Mon, Jan 22, 2007 - Page 7 News List

World News Quick Take

AGENCIES

■ China
Bo Yibo cremated

The remains of Bo Yibo (薄一波), the last of the "Eight Immortals" who launched the country's economic reforms and crushed the 1989 pro-democracy protests, were cremated yesterday at a ceremony attended by President Hu Jintao (胡錦濤) and other senior officials. Bo, a veteran of the 1949 communist revolution, died on Monday at 98. Bo was the last survivor of the generation of leaders that included supreme leader Deng Xiaoping (鄧小平).

■ China

Seven jailed for explosion

A court has jailed seven people for an explosion at a hospital that killed 35 people after a cache of dynamite that was improperly stored in the building ignited, a news report said yesterday. The disaster, which occurred last April in the northern city of Yuanping, was the biggest in a recent series of deadly explosions blamed on improper storage of explosives by mines or the fireworks industry. The hospital administrator, who operated a private coal mine on the side, was accused of storing 3,700kg of dynamite and 10,000 detonators at the hospital and received a death sentence that was suspended for two years.

■ Japan

Military exchanges agreed

Japan and China are planning to increase their military exchanges as bilateral relations continue to warm, a report said yesterday. The expanded exchange program will see naval vessels making reciprocal visits to Chinese and Japanese ports. The port calls were agreed to in 2000, but the plan has been in diplomatic limbo since then due to the repeated visits by former Japanese prime minister Junichiro Koizumi to a Tokyo war shrine.

■ Indonesia
Quake rocks north Sulawesi

A strong earthquake shook the city of Manado yesterday evening but there were no immediate reports of casualties in the city of 400,000 people in northern Sulawesi island. "People panicked and ran out of their homes.
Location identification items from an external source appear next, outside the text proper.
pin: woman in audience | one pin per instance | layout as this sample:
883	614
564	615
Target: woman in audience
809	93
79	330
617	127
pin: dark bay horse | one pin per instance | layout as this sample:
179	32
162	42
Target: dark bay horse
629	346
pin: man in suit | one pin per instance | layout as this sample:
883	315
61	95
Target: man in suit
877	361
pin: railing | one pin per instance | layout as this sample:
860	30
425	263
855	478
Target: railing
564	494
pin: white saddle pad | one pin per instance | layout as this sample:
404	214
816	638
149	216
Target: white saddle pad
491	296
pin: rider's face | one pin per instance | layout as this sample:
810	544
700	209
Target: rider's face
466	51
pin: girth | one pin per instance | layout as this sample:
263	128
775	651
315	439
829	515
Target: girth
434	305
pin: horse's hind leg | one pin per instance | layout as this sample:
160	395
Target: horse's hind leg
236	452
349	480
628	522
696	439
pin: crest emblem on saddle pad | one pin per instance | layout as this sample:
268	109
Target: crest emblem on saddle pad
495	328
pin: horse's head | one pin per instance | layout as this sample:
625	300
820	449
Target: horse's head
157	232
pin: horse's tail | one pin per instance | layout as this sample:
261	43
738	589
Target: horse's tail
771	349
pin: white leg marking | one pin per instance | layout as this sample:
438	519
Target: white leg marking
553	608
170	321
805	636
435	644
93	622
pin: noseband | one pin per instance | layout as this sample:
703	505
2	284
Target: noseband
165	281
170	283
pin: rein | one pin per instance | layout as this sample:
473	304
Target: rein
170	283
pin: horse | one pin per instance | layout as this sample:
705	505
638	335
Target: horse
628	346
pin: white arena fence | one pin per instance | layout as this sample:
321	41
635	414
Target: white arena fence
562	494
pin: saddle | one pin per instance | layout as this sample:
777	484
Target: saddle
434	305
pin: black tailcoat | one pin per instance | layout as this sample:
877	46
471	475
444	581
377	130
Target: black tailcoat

They are still outside their homes," a witness said about 30 minutes after the quake struck in the Molucca Sea, 165 km east of Manado near the northern tip of Sulawesi. The US Geological Survey Web site put the quake's magnitude at 7.3 while Indonesia's meteorology and geophysics agency gave its strength as 6.5 on the Richter scale and initially said it could pose a tsunami risk. An agency official later said: "There is no report of significant damage so far."

■ Australia

Private eyes paid for sex

Local politicians paid private detectives thousands of dollars to have sex with prostitutes so they could use the evidence to shut down illegal brothels, reports said yesterday. Nick Ebbeck, mayor of suburban Ku-ring-gai Council, defended the practice, saying evidence was needed. "We have to employ private investigators to actually go through with the act and come up with reports that will suffice in a court process," Ebbeck told the Sunday Telegraph. "On numerous occasions over numerous days and times, they had to fulfil the act." Nine Sydney councils have spent AU$25,000 (US$19,730) over the past three years to fund the sexual forays, the paper said.

■ Nepal

Curfew imposed in the east

Authorities imposed a curfew in an eastern town yesterday to prevent clashes that allegedly began with a group of communist rebels opening fire on a crowd killing one person earlier this week. Chirajivi Adhikari, a local administrator in Siraha District, said they were forced to impose a new curfew after Maoist rebels and local people clashed again yesterday. The curfew in Lahan, a town about 250km southeast of Katmandu, would continue until this morning, Adhikari said. The trouble in Lahan began on Friday when a group of rebels, traveling by bus through the town, were stopped by locals who were trying to enforce a general strike. The rebels objected and a fight broke out.